The GENIUS Act would create a federal framework for regulating stablecoins – those digital assets pegged to a fixed value, like the US dollar. It establishes clear rules for stablecoin issuers, including reserve requirements, licensing procedures, and oversight by both federal and state regulators. The bill also addresses consumer protection, anti money laundering, and bankruptcy concerns related to stablecoins.

The STABLE Act (or Stablecoin Transparency and Accountability for a Better Ledger Economy Act) has a different regulatory approach to regulating stablecoins.

The GENIUS Act promotes a flexible, risk-based framework that allows non-bank entities to issue stablecoins under certain standards with a tiered oversight regime based on issuer size.

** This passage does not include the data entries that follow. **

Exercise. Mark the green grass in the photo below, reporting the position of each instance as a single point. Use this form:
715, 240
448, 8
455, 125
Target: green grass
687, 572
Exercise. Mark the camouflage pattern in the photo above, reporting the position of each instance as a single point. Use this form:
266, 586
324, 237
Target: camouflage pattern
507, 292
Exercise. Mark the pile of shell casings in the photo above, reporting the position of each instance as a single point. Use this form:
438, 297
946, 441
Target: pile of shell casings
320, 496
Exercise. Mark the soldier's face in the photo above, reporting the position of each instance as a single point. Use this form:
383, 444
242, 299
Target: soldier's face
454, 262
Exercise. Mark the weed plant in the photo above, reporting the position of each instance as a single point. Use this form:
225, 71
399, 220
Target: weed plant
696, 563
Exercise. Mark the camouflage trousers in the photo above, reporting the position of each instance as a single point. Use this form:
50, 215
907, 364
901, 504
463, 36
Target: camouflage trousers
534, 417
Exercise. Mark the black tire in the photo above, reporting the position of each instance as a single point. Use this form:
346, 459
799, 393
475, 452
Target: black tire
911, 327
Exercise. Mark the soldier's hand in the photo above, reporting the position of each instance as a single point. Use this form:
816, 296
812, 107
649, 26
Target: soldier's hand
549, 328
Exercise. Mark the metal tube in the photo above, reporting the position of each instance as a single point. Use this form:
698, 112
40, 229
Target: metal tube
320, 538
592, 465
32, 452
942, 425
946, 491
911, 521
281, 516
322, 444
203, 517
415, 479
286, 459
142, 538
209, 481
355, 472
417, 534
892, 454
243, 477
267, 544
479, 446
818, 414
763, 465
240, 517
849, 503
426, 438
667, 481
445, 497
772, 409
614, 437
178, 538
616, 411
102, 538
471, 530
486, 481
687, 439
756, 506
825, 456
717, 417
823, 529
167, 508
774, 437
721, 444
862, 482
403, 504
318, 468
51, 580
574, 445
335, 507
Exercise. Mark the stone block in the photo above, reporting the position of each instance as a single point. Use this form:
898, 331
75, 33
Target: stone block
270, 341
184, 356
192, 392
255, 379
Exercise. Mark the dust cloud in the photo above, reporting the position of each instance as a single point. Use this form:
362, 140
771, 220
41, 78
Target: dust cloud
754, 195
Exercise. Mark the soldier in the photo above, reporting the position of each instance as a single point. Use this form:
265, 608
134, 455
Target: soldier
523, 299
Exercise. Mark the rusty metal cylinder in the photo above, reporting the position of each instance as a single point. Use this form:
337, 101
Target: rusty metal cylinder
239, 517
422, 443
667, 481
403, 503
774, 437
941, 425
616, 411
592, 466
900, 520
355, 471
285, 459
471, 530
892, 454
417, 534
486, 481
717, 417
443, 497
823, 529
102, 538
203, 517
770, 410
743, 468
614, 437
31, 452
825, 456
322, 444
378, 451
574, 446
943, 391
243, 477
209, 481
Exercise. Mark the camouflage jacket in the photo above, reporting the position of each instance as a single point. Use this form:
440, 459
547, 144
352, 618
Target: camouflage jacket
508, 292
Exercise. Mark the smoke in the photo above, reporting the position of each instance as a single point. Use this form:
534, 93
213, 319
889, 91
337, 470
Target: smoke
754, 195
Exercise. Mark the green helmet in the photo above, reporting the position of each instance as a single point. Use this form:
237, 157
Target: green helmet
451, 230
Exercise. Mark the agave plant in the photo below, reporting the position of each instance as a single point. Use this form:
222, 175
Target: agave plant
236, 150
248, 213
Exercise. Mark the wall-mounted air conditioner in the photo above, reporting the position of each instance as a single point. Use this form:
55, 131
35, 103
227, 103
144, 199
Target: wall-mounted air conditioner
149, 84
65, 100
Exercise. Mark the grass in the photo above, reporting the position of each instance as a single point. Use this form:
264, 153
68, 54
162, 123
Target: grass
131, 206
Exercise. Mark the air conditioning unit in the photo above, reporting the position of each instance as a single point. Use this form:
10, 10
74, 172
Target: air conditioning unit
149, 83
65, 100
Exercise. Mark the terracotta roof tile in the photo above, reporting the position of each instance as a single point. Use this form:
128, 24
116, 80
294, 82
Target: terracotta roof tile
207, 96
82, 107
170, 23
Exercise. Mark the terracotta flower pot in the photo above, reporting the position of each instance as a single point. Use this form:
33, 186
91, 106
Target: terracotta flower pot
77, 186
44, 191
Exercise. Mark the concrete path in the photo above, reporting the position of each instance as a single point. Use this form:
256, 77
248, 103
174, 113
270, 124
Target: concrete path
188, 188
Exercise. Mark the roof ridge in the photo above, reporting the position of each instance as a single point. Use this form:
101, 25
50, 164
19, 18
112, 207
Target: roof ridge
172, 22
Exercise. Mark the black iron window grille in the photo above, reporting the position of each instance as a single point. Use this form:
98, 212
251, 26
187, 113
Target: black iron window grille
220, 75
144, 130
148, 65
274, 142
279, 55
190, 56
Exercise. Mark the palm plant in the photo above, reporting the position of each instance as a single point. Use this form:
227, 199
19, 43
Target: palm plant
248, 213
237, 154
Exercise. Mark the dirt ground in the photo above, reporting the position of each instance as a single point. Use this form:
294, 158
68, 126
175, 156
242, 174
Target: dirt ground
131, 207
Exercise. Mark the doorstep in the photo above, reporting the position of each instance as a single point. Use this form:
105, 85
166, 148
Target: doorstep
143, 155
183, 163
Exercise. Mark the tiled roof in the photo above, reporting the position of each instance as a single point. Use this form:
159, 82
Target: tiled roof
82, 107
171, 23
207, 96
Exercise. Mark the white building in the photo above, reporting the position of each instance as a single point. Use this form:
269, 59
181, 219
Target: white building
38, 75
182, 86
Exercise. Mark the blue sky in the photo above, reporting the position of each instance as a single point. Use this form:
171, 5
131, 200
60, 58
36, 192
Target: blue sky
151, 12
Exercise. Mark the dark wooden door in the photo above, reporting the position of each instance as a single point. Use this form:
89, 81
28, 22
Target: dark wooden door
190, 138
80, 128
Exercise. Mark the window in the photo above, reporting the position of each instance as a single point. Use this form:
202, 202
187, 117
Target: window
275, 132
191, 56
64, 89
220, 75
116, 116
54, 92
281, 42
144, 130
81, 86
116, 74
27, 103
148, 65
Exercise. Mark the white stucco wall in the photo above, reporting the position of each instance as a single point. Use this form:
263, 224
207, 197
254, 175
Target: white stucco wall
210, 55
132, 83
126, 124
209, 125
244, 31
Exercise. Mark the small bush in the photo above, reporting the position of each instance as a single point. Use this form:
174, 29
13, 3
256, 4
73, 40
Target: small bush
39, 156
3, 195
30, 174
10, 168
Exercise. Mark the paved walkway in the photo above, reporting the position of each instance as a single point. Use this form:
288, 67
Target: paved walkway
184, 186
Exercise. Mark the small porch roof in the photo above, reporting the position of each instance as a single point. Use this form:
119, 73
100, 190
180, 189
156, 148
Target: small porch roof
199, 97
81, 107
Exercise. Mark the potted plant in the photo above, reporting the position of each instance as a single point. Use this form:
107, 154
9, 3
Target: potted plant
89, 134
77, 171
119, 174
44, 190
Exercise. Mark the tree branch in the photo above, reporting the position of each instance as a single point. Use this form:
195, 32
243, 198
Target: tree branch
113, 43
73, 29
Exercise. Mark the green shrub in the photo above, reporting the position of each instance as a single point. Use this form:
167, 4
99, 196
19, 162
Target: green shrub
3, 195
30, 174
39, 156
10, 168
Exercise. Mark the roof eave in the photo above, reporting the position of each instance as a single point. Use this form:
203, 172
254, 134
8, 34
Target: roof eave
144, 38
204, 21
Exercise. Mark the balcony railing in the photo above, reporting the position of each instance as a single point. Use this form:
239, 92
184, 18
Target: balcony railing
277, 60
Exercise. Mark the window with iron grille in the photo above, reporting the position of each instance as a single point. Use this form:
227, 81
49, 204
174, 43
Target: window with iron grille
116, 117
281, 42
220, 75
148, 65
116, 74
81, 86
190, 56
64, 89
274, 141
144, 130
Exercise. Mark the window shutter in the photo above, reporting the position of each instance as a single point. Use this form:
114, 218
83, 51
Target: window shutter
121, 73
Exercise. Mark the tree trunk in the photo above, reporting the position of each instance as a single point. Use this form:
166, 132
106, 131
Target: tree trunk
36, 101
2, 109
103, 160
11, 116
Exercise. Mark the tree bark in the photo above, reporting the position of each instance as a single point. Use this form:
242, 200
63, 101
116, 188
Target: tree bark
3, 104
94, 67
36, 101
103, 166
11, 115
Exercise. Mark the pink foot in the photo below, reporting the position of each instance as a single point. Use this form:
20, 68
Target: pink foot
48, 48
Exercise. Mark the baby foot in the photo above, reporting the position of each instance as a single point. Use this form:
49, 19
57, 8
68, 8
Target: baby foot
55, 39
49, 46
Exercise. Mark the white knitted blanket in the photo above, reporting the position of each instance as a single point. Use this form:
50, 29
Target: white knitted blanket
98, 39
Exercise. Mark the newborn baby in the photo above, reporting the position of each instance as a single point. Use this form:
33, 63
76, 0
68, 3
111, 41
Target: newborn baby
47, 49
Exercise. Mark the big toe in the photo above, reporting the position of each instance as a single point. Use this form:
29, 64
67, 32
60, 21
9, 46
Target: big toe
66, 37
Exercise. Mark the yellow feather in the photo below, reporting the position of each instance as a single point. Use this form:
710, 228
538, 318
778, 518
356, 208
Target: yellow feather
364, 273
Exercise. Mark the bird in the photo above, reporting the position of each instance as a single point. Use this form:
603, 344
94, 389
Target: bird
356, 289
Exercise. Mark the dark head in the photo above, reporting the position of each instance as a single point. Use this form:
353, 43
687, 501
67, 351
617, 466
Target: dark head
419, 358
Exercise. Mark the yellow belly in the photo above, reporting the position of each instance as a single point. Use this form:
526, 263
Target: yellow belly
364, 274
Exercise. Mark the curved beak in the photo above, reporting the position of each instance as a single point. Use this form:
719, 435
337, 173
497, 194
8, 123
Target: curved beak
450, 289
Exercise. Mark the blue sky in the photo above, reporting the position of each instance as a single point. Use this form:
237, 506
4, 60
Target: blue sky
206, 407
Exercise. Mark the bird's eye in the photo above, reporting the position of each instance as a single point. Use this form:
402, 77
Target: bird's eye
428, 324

The STABLE Act is more restrictive and centralizes oversight around banks and the Federal Reserve, requiring stablecoin issuers of all sizes to be chartered as banks.

The Anti-CBDC Surveillance State Act aims to block the issuance of a central bank digital currency (CBDC), due to concern about the privacy of a retail CBDC. The bill passed the House with a vote of 216 in favor, including three Democrats, and 192 against.

More specifically, the bill prohibits a Federal Reserve bank from offering products or services directly to an individual, maintaining an account on behalf of an individual, or issuing a central bank digital currency (for example, a digital dollar) directly or indirectly to an individual. It would include prohibiting partnership or coordination with a private sector entity to carry out such a program as well.

The text of the law states that the Board of Governors of the Federal Reserve System is prohibited from using a central bank digital currency to implement monetary policy or from issuing a central bank digital currency.

Banking hearing on regulating digital assets

The hearing earlier this week focused on whether Congress can trust US financial regulators with crafting the rules crypto industry participants need to live by and innovate within. They mostly grappled with what a market structure bill would look like – examining the CLARITY and GENIUS Acts noted above and the legal framework for US crypto regulation going forward.

In the hearing, Republican leaders published six principles to frame the hearing and its goals beforehand, advocating a more modern approach and clearer lines of jurisdiction around certain agency remits. The Blockchain Association articulated 12 principles, crypto investor Paradign outlined 17, and Senator Elizabeth Warren (D-MA) offered five in her opening remarks, focusing on investor protection and protecting taxpayers from bailouts.

The Democrats had an invited guest, Timothy Massad of Harvard’s Kennedy Business School, who pointed out that crypto is a technology and not an asset class.

Relatedly, he noted that anything lawmakers define today in the digital asset space will be outdated tomorrow.

“Whether something in digital form is a security, a commodity – or neither – cannot be easily defined by a paragraph or two in a statute,” Massad said, and recommended having principles by statute and letting regulators write rules from there.

And he said his main principle was “Do no harm, and keep it simple.”